Author David Hamilton talks about kindness during a session at Compliance Week Europe in Edinburgh, Scotland, on Oct. 26.

Instead, if employers promote a more empathetic environment that encourages openness, employees will be more receptive to embracing the organization’s aims to achieve its goals.

He added that if companies demonstrate a culture of kindness, employees are more likely to embrace it and adopt a similar approach. He believes this can have tangible benefits in the day-to-day working environment.

“Kindness and empathy can make employees happier in their work, which makes them more likely to come forward with concerns and raise organizational problems, as well as more confident about suggesting possible solutions,” said Hamilton.

A more empathetic and kinder working environment also creates a better culture of compliance.
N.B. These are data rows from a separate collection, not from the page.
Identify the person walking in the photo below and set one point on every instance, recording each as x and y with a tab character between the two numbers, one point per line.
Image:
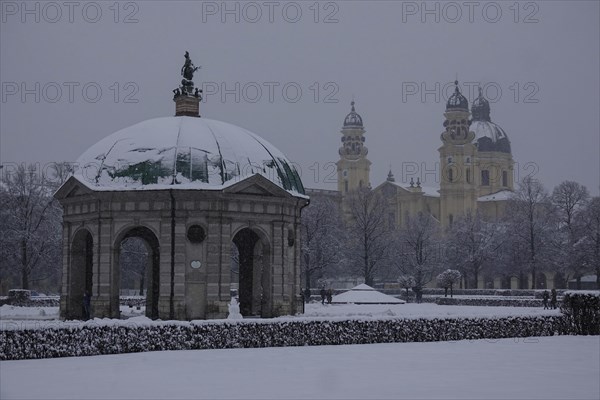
86	306
307	295
553	299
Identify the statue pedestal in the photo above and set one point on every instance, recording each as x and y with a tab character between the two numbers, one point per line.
186	105
234	309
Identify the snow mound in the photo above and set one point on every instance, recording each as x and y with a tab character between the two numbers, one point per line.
364	294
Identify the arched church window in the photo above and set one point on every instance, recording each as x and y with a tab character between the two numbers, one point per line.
196	234
485	178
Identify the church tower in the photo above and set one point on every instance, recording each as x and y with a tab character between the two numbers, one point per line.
353	166
494	159
458	167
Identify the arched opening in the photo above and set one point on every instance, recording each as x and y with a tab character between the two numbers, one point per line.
541	282
559	281
139	249
253	273
80	274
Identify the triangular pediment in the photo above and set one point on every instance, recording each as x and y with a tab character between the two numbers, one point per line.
257	185
71	188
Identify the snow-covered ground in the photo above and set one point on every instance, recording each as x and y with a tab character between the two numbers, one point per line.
564	367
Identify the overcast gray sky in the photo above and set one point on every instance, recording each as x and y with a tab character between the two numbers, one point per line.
538	62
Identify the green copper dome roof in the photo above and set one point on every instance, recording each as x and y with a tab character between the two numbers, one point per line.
183	152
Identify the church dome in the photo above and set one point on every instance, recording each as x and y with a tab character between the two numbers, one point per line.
353	119
457	101
488	135
186	153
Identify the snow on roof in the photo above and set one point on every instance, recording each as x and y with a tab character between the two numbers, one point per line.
428	191
364	294
585	278
502	195
184	153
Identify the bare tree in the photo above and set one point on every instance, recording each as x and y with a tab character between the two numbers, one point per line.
370	238
419	248
531	221
323	237
31	219
471	244
569	199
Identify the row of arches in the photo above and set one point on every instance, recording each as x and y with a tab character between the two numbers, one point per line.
250	271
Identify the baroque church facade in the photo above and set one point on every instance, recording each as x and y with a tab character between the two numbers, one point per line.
476	166
476	169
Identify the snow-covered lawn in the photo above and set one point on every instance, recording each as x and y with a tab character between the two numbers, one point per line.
565	367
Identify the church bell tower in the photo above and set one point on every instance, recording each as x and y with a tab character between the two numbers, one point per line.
353	167
458	155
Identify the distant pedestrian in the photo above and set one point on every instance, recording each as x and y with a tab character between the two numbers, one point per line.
553	299
307	295
418	293
86	305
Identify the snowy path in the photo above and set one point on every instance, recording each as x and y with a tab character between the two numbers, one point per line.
565	367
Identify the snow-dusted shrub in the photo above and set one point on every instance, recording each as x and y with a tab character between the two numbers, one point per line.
16	295
92	339
494	302
582	309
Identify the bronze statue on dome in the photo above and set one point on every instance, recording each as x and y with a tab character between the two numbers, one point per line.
187	85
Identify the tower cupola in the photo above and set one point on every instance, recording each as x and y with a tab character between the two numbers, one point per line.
457	101
353	119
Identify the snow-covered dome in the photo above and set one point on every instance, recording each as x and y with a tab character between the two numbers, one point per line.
353	119
183	152
489	136
457	101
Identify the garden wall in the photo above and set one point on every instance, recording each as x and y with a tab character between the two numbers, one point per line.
91	339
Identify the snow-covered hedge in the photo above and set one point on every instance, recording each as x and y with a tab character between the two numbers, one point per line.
54	301
582	310
493	302
92	339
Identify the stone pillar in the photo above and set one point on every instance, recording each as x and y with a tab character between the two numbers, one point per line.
66	262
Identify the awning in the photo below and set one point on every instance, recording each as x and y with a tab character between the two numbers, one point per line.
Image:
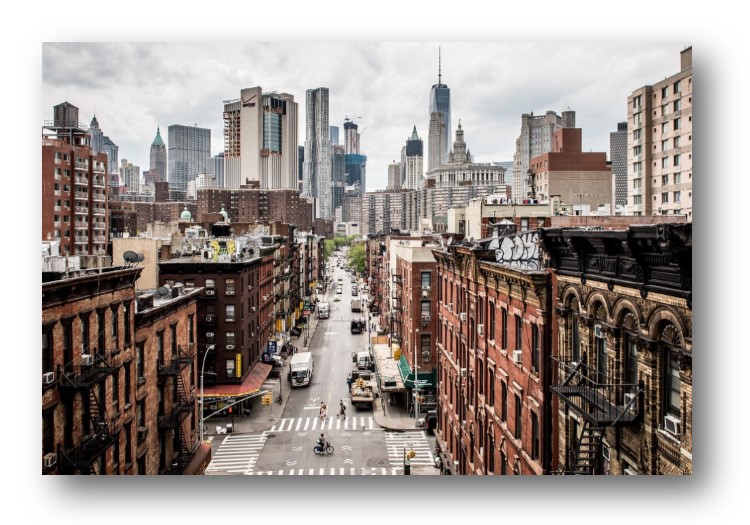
250	385
426	379
200	461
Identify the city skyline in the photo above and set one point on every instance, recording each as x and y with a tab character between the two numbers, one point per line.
492	85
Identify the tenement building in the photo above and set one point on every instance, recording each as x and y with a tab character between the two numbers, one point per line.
622	367
494	340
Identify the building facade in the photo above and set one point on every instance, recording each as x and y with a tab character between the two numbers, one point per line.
534	140
189	147
74	186
317	180
660	145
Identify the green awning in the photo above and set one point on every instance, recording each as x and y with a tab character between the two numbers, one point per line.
426	379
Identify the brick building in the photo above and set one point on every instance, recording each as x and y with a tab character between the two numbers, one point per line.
622	369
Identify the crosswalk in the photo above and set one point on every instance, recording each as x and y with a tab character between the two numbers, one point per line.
303	424
416	440
237	454
330	471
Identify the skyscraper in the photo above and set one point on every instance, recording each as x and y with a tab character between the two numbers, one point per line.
157	170
414	173
440	102
534	140
260	140
189	147
317	181
618	154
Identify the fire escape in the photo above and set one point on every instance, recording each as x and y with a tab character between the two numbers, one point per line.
87	379
182	405
599	404
396	322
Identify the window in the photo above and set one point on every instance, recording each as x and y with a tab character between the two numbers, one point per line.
519	333
601	358
535	442
503	401
504	322
492	321
519	428
140	365
47	359
672	386
425	310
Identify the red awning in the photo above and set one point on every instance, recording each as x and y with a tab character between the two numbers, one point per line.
250	385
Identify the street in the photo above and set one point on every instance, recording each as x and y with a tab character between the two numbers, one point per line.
285	447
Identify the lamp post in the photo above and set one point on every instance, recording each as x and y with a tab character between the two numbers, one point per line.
416	380
203	366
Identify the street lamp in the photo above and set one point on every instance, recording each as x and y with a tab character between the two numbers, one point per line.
416	380
203	366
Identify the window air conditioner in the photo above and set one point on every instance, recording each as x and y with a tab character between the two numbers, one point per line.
672	425
49	460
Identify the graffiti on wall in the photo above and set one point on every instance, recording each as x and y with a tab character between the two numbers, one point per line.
519	251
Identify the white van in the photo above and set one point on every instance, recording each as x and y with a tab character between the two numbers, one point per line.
301	369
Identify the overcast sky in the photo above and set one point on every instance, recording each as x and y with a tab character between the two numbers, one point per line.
133	87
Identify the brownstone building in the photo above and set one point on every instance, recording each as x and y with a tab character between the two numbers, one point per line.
494	414
101	409
622	369
74	186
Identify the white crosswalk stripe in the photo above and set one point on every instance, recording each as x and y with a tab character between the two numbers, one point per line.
331	471
237	454
397	442
312	423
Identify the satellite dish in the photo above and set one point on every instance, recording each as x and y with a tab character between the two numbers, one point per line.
131	257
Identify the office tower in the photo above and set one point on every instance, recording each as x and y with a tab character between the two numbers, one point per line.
534	140
157	170
317	181
437	141
414	152
130	174
74	189
394	176
660	145
618	154
440	102
97	137
260	140
189	147
215	167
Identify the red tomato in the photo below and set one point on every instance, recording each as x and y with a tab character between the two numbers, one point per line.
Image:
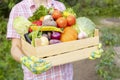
61	22
56	14
71	20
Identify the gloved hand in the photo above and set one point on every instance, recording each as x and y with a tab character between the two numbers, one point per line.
35	65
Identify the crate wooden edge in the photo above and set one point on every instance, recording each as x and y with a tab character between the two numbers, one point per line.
71	56
41	51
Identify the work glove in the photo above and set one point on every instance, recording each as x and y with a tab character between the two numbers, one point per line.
97	54
35	65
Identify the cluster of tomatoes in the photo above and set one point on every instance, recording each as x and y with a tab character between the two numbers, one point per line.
63	21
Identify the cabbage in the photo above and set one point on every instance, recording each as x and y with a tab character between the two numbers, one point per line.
85	25
21	25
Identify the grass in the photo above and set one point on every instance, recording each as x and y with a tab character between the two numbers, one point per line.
110	37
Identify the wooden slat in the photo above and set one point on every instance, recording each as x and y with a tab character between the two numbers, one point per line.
59	48
28	49
71	56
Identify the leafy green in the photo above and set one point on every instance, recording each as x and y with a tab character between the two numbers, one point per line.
86	25
69	11
41	11
21	25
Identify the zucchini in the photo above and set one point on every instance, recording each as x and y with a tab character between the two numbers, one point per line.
26	35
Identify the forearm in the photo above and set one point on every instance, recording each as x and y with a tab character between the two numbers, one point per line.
16	53
16	50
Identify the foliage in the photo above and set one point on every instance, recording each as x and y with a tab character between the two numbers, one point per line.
106	65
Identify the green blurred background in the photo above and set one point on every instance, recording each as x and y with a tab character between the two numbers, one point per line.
93	9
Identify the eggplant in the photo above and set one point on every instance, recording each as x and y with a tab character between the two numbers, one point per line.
26	35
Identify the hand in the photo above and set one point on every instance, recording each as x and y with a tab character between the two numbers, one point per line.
97	54
36	65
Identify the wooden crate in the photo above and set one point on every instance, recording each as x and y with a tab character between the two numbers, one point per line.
64	52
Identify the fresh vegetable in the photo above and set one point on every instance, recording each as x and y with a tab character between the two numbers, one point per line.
82	35
38	22
34	27
49	35
61	22
69	11
21	25
42	41
27	38
86	25
71	20
40	12
47	28
69	34
48	17
30	30
54	41
56	14
55	35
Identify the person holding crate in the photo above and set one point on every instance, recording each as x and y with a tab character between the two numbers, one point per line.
26	8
For example, it can result in a rise of whistleblowing complaints as employees feel safer about raising concerns internally, he said.

Other benefits are that employees are more prone to stay with the company and much less likely to steal, have “duvet days,” take unnecessary risks, or seek to harm the business (by stealing materials, selling data, or sabotaging IT systems, for instance).

“Some companies are measuring the impact of kindness by carrying out employee satisfaction surveys, examining how many projects are completed within deadline, looking at staff turnover, and seeing how many sick days employees are averaging. These can all be indicators of the positive effects of how kind a working environment actually is,” he said.

Hamilton said kindness has a high reproduction number—“R” number— in the same way viruses are contagious. He said research studies have shown that a single act of kindness can positively impact between three to five people to three degrees of separation, meaning each person who experiences kindness can pass the same feelings onto another potential five people, who in turn pass on those feelings to another five people, who then positively affect a further five people each.

Within a 24-hour period, potentially 125 people can feel better for several hours by experiencing just one act of kindness, he said.

“If companies can demonstrate that kindness is at the heart of their working environment, why can’t kindness also be at the heart of their working practices and corporate strategy?”

Author David Hamilton

Even watching kindness can alleviate stress, he said, so it is good for corporate behavior and workplace health.

“People tend to be receptive to emotions around them; if people are stressed, they become stressed. If people are relaxed, they relax. If people are kind, they will be kind,” he said. “If managers set the tone and show empathy and understanding, employees will respond to it positively.”

Hamilton said the positive benefits of kindness could be used to underpin codes of ethics and business conduct, as well as sustainability goals.

“If companies can demonstrate that kindness is at the heart of their working environment, why can’t kindness also be at the heart of their working practices and corporate strategy?” said Hamilton.

“Companies have a duty of care to their employees, suppliers, the public, and other stakeholders. Some companies are often accused of addressing these issues as part of a (public relations) exercise, but if they genuinely took a kinder approach to managing these types of issues, they may have greater success in moving toward achieving these goals.”